Expected Outcome: You'll practice applying the three-requirements framework to real failure cases and learn to use critical thinking to evaluate whether analytical frameworks truly explain outcomes. This teaches strategic analysis skills.


Try With AI

Use your AI companion tool set up (e.g., ChatGPT web, Claude Code, Gemini CLI), you may use that instead—the prompts are the same.

Prompt 1: Prioritize The Three Requirements

The lesson says I need three requirements for success: (1) fine-tuned models, (2) deep integrations, (3) complete agentic solutions. Rank these from easiest to hardest for a beginner to achieve. For each one, explain: what would the first small step look like?

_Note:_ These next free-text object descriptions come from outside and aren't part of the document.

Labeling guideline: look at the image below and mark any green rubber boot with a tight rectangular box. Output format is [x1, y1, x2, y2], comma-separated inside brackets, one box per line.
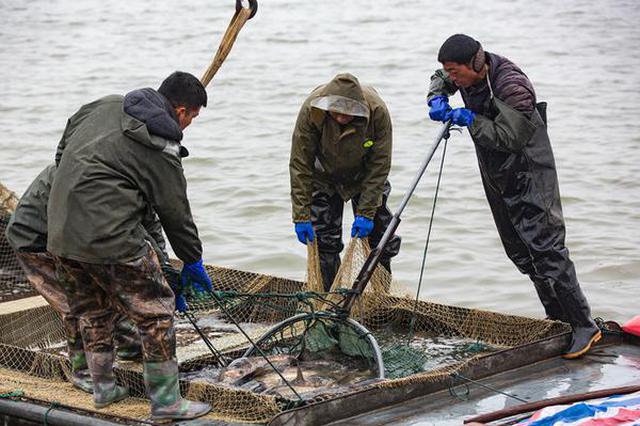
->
[69, 349, 93, 394]
[86, 351, 129, 408]
[144, 358, 211, 421]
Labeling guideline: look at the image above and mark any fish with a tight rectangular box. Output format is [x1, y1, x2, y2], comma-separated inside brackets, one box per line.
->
[216, 354, 297, 386]
[184, 352, 381, 399]
[214, 354, 377, 398]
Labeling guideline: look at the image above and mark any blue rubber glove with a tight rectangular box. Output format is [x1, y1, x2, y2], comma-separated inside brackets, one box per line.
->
[294, 222, 314, 244]
[174, 292, 188, 313]
[162, 264, 188, 312]
[351, 215, 374, 238]
[428, 96, 452, 122]
[447, 108, 476, 127]
[181, 259, 213, 296]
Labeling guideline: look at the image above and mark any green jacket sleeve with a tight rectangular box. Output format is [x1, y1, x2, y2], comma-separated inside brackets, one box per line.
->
[356, 106, 392, 219]
[55, 119, 72, 166]
[141, 209, 169, 264]
[469, 97, 536, 153]
[140, 143, 202, 264]
[289, 104, 319, 222]
[427, 69, 459, 103]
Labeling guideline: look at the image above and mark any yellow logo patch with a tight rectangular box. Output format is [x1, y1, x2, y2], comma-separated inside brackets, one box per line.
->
[363, 140, 374, 148]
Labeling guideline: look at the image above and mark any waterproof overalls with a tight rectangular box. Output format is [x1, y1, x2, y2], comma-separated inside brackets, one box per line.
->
[428, 53, 595, 330]
[290, 74, 401, 290]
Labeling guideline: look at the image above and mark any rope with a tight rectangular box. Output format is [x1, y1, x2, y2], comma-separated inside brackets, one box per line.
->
[448, 375, 470, 401]
[407, 134, 449, 343]
[215, 289, 352, 301]
[200, 7, 253, 87]
[594, 317, 623, 336]
[43, 401, 60, 426]
[195, 289, 350, 316]
[0, 389, 23, 398]
[449, 372, 528, 403]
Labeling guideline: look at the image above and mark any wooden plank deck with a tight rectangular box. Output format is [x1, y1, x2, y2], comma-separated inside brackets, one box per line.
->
[0, 295, 47, 316]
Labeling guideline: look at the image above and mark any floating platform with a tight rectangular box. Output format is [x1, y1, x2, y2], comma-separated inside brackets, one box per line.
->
[1, 263, 637, 425]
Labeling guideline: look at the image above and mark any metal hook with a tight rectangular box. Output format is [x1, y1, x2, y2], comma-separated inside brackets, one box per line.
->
[236, 0, 258, 19]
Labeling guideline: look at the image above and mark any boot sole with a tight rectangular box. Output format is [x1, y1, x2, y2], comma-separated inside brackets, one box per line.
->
[562, 330, 602, 359]
[151, 406, 212, 422]
[71, 382, 94, 394]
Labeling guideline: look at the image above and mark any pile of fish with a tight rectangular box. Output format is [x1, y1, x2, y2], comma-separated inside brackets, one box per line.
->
[183, 354, 381, 399]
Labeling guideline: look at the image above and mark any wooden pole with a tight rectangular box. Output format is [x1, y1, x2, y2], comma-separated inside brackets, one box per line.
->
[464, 385, 640, 424]
[200, 7, 254, 87]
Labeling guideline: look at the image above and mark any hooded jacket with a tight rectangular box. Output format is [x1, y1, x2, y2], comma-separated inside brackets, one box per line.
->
[47, 89, 201, 264]
[427, 52, 560, 212]
[5, 164, 169, 262]
[427, 52, 537, 153]
[290, 73, 392, 222]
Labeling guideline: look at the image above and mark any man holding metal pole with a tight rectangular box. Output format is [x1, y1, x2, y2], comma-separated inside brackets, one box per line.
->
[289, 73, 402, 291]
[426, 34, 600, 359]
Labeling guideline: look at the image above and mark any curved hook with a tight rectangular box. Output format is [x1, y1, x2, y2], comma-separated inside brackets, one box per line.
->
[236, 0, 258, 19]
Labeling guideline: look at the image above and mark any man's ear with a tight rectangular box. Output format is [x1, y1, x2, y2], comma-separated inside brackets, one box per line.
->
[174, 105, 187, 117]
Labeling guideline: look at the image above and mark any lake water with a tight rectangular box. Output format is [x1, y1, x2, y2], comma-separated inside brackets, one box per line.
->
[1, 0, 638, 323]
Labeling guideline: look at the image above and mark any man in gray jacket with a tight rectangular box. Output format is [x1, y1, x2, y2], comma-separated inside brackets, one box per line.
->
[426, 34, 600, 359]
[48, 71, 211, 420]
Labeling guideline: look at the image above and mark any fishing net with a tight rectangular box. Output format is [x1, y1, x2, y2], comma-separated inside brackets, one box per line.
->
[0, 182, 18, 214]
[0, 180, 570, 424]
[0, 183, 34, 303]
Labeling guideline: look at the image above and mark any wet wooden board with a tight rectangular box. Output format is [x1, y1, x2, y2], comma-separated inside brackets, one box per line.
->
[0, 295, 47, 315]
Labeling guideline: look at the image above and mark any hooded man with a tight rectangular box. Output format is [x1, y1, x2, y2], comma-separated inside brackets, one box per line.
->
[426, 34, 600, 359]
[47, 71, 211, 420]
[4, 163, 156, 393]
[290, 73, 401, 290]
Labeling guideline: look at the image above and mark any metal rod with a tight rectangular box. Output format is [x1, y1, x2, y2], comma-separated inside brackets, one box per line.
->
[242, 311, 386, 379]
[341, 121, 453, 313]
[207, 290, 304, 401]
[183, 311, 228, 367]
[393, 121, 453, 218]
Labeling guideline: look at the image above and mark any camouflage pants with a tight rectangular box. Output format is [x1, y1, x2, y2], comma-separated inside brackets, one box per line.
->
[16, 251, 142, 358]
[16, 251, 83, 352]
[55, 245, 176, 362]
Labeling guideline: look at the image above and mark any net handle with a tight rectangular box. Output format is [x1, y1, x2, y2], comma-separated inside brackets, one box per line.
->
[341, 121, 453, 314]
[200, 1, 257, 87]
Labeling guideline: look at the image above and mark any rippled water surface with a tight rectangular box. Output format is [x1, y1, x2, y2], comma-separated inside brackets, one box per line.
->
[1, 0, 638, 322]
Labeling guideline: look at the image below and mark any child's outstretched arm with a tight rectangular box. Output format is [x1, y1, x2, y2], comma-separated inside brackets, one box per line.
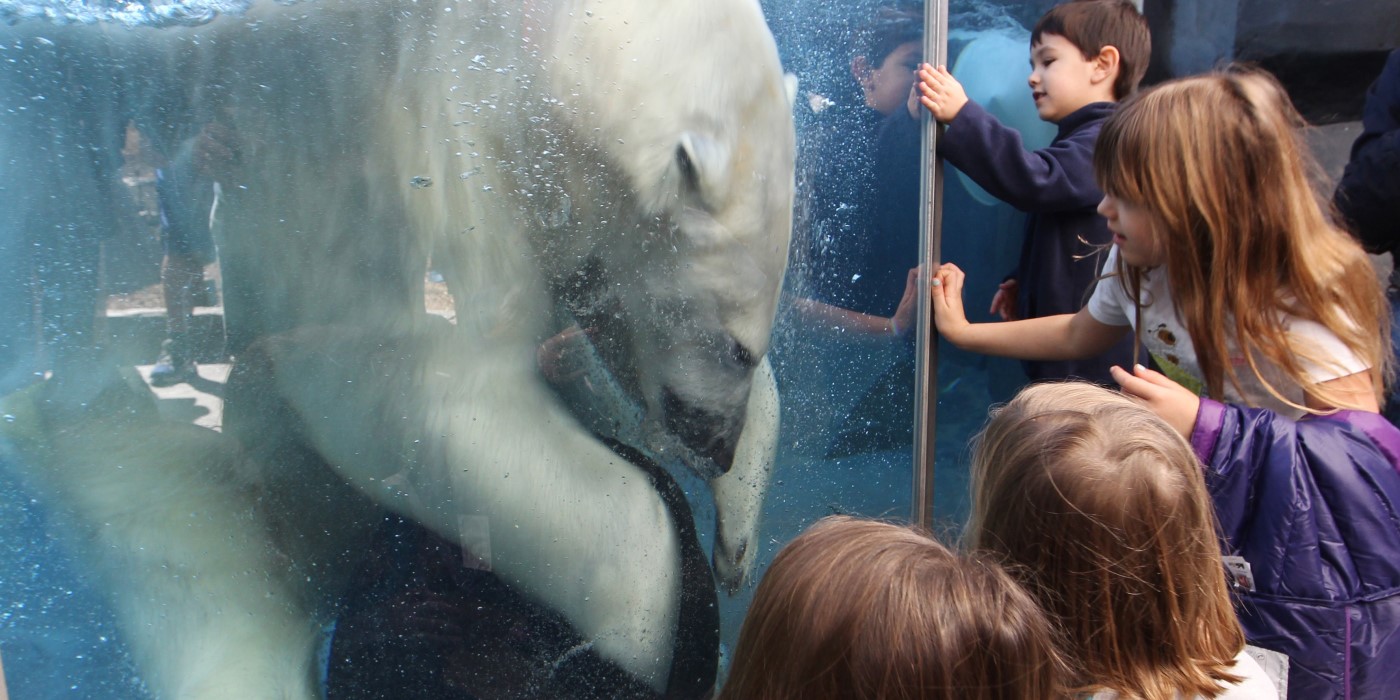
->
[932, 263, 1127, 360]
[914, 63, 1104, 212]
[1115, 354, 1380, 422]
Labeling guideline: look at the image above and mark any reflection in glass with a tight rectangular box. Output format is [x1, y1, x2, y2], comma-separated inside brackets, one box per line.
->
[1, 0, 798, 696]
[0, 0, 1064, 695]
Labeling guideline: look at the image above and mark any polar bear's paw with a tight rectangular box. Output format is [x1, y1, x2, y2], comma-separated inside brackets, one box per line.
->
[708, 358, 778, 594]
[712, 515, 756, 595]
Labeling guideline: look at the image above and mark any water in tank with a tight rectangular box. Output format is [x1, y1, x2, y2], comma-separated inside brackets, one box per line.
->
[0, 0, 1130, 696]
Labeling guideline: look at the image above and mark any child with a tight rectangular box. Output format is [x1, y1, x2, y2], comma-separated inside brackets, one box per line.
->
[916, 0, 1149, 385]
[801, 5, 924, 319]
[719, 515, 1066, 700]
[1116, 363, 1400, 699]
[931, 67, 1391, 417]
[967, 382, 1277, 699]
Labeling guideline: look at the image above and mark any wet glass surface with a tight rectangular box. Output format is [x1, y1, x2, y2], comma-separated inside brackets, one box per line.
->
[0, 0, 1058, 696]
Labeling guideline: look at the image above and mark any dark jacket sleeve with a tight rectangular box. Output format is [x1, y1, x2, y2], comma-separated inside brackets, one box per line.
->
[936, 99, 1101, 213]
[1335, 50, 1400, 256]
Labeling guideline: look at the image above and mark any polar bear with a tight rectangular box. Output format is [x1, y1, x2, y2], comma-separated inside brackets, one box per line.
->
[0, 0, 794, 696]
[0, 371, 327, 699]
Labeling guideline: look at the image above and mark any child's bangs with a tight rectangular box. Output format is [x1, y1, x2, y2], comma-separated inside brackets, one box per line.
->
[1093, 97, 1153, 204]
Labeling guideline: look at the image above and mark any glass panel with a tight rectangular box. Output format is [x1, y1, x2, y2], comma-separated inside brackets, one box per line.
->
[928, 0, 1057, 529]
[0, 0, 918, 696]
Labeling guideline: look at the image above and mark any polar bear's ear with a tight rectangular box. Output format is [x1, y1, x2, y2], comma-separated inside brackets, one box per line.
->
[676, 132, 730, 211]
[783, 73, 799, 106]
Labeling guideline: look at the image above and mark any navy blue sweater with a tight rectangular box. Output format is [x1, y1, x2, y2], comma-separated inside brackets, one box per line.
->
[938, 100, 1133, 384]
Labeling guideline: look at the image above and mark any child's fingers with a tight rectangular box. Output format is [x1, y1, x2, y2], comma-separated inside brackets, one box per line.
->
[920, 66, 951, 86]
[1113, 365, 1201, 438]
[1109, 365, 1158, 400]
[1111, 364, 1178, 401]
[1126, 363, 1185, 391]
[931, 268, 970, 332]
[936, 265, 965, 298]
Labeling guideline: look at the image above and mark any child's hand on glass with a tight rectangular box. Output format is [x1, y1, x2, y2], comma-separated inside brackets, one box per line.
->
[536, 324, 595, 385]
[889, 267, 921, 337]
[1111, 364, 1202, 439]
[930, 262, 971, 341]
[917, 64, 968, 124]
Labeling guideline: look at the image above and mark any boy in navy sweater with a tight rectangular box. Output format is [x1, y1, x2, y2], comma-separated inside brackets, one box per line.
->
[916, 0, 1149, 384]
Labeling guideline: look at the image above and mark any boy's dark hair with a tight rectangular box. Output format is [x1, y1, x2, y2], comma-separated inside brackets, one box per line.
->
[1032, 0, 1150, 100]
[852, 5, 923, 65]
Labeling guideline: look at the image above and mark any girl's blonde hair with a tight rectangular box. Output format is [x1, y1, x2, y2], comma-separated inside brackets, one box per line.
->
[1094, 66, 1391, 413]
[967, 382, 1244, 700]
[721, 515, 1067, 700]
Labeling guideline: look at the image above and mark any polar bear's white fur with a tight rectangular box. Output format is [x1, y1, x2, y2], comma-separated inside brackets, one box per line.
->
[0, 0, 794, 696]
[0, 373, 325, 699]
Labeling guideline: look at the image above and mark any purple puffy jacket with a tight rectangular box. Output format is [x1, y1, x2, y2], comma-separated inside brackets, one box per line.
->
[1192, 398, 1400, 699]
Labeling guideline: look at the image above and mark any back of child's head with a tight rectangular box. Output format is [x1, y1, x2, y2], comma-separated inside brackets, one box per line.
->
[720, 515, 1065, 700]
[1094, 67, 1391, 411]
[967, 382, 1244, 700]
[1031, 0, 1151, 100]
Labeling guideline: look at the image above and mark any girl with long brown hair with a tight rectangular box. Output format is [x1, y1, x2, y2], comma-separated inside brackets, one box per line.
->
[967, 382, 1276, 699]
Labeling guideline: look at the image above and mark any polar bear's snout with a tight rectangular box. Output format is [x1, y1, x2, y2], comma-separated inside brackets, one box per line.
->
[661, 385, 746, 476]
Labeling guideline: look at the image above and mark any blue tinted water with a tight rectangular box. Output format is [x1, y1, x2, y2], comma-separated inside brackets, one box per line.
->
[0, 462, 146, 699]
[0, 0, 251, 27]
[0, 0, 1043, 695]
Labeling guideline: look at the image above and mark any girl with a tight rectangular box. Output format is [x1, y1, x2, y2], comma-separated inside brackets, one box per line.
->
[967, 382, 1277, 699]
[1117, 363, 1400, 699]
[720, 515, 1066, 700]
[931, 67, 1391, 420]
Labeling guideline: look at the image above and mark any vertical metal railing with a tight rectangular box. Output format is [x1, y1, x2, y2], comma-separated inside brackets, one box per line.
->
[911, 0, 948, 529]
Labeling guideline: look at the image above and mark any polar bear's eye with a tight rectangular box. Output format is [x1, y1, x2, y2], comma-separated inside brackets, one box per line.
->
[675, 132, 730, 211]
[675, 144, 698, 189]
[729, 338, 758, 369]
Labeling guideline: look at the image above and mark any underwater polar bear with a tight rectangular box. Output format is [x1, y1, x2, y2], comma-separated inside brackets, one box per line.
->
[0, 0, 795, 696]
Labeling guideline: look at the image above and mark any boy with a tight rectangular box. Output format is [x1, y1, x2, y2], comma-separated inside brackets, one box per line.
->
[802, 5, 923, 319]
[916, 0, 1149, 385]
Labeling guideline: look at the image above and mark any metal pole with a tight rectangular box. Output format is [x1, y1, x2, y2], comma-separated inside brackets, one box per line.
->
[911, 0, 948, 529]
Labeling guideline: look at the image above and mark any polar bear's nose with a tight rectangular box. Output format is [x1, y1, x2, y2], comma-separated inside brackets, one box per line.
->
[662, 387, 741, 474]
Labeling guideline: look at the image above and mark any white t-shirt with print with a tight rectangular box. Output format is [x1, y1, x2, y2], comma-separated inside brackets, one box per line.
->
[1085, 247, 1368, 418]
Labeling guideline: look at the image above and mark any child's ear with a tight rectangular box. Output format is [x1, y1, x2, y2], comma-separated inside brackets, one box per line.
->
[851, 56, 874, 87]
[1092, 46, 1122, 88]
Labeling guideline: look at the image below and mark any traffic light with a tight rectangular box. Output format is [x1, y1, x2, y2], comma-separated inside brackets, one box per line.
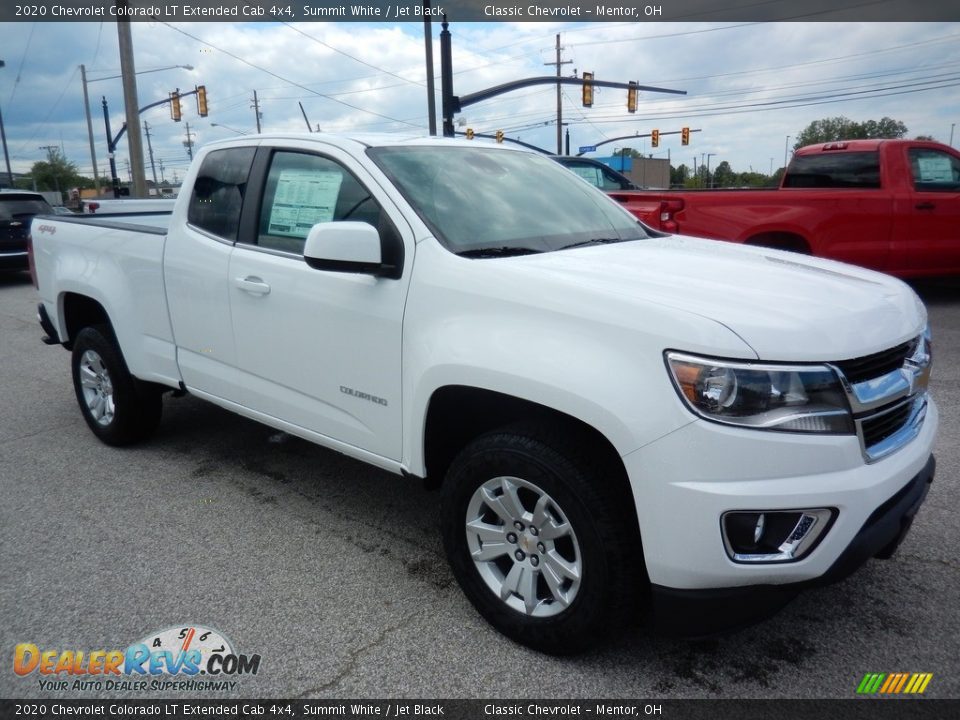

Don't overwhelm me, just give me one concrete action per requirement.

Expected outcome: Prioritized roadmap: which requirement to tackle first (with first steps).

Prompt 2: Learn From Failure Cases

The OpenAI Study Mode example shows what happens when you're missing requirements. Help me learn from this: Pick a different product or startup (maybe one I've heard of) that FAILED because it was missing one of the three requirements. Explain what they had, what they lacked, and what the lesson is for me.

Expected outcome: Pattern recognition from real failure case studies.

Prompt 3: Choose Between Two Paths

The lesson says there are two ways to get domain expertise: (1) fine-tuned models or (2) vertical reusable intelligence with sub-agents and skills. Let's figure out which one is right for me: I want to build a solution for [pick: teachers / small business owners / healthcare workers / legal professionals], and I'm [describe: beginner with limited budget / technical but time-constrained / etc.]. First, help me understand the tradeoffs. Then I'll share my constraints, and you recommend a path. Then I'll challenge your recommendation, and we'll iterate until I have confidence in the decision.

Expected outcome: Personalized recommendation on whether to pursue Path 1 (fine-tuning) or Path 2 (vertical intelligence), achieved through collaborative decision-making where you and your AI iterate on the tradeoffs until you're confident.

Prompt 4: Demystify Model Fine-Tuning

I'm confused about 'fine-tuning models with domain expertise.' Explain this like I'm 10 years old. Then give me a realistic example: If I wanted to build a solution for [pick: teachers / small business owners / healthcare workers], what would 'fine-tuning' actually involve? Do I need to be a data scientist?

Expected outcome: Beginner-friendly understanding of model fine-tuning (without PhD-level jargon).

Prompt 5: Assess Incremental vs. All-Or-Nothing

The lesson says 'all three or none,' meaning if I'm missing even one requirement, I fail. But that feels extreme. Help me understand: could I start with just one requirement (maybe integrations) and gradually add the others? Or is there really no middle ground? Give me an honest answer with reasoning.

Expected outcome: Honest assessment of whether you can build incrementally or need all three upfront.